Re: sched: Move SCHED_DEBUG sysctl to debugfs

From: Christian Borntraeger
Date: Wed Apr 28 2021 - 04:55:29 EST




On 28.04.21 10:46, Peter Zijlstra wrote:
On Tue, Apr 27, 2021 at 04:59:25PM +0200, Christian Borntraeger wrote:
Peter,

I just realized that we moved away sysctl tunabled to debugfs in next.
We have seen several cases where it was benefitial to set
sched_migration_cost_ns to a lower value. For example with KVM I can
easily get 50% more transactions with 50000 instead of 500000.
Until now it was possible to use tuned or /etc/sysctl.conf to set
these things permanently.

Given that some people do not want to have debugfs mounted all the time
I would consider this a regression. The sysctl tunable was always
available.

I am ok with the "informational" things being in debugfs, but not
the tunables.

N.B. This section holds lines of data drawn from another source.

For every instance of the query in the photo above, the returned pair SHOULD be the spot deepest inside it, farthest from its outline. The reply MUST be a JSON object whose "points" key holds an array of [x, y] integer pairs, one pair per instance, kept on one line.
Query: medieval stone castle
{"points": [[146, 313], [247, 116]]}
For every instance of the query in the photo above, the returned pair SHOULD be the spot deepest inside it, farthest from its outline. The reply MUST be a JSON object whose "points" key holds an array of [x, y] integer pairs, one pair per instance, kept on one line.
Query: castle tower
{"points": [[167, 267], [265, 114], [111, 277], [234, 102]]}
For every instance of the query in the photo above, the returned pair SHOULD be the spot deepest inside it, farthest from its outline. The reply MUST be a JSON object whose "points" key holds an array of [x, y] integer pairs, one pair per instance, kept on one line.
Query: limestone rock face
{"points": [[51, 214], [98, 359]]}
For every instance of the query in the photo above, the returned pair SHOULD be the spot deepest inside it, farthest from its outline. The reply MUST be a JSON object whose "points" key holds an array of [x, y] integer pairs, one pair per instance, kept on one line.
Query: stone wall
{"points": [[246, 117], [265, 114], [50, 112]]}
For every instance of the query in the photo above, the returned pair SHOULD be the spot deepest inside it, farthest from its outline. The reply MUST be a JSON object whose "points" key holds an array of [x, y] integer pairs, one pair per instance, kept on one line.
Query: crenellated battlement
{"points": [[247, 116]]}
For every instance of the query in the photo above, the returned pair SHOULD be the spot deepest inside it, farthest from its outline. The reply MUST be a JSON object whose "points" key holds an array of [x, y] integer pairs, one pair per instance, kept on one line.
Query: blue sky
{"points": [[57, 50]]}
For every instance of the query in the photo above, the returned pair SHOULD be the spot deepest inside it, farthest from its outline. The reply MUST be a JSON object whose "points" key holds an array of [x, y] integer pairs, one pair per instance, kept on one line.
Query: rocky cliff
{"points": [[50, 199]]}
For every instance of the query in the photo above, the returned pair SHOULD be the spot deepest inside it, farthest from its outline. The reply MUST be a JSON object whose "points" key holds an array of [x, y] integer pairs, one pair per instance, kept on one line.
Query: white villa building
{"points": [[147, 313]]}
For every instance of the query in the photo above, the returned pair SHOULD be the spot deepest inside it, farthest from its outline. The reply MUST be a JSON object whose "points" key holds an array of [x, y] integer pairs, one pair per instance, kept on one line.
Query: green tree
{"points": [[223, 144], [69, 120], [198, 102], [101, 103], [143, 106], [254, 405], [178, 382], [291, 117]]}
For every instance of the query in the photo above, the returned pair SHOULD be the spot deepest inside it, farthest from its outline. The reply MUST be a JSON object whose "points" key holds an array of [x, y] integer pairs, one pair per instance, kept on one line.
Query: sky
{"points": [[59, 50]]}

So how do we proceed here?

It's all SCHED_DEBUG; IOW you're relying on DEBUG infrastructure for
production performance, and that's your fail.

No its not. sched_migration_cost_ns was NEVER protected by CONFIG_SCHED_DEBUG.
It was available on all kernels with CONFIG_SMP.


I very explicitly do not care to support people that poke random values
into those 'tunables'. If people wants to do that, they get to keep any
and all pieces.

The right thing to do here is to analyze the situation and determine why
migration_cost needs changing; is that an architectural thing, does s390
benefit from less sticky tasks due to its cache setup (the book caches
could be absorbing some of the penalties here for example). Or is it
something that's workload related, does KVM intrinsically not care about
migrating so much, or is it something else.

Basically, you get to figure out what the actual performance issue is,
and then we can look at what to do about it so that everyone benefits,
and not grow some random tweaks on the interweb that might or might not
actually work for someone else.

Yes, I agree. We have seen the effect of this value recently and we want
look into that. Still that does not change the fact that you are removing
an interface that was there for ages.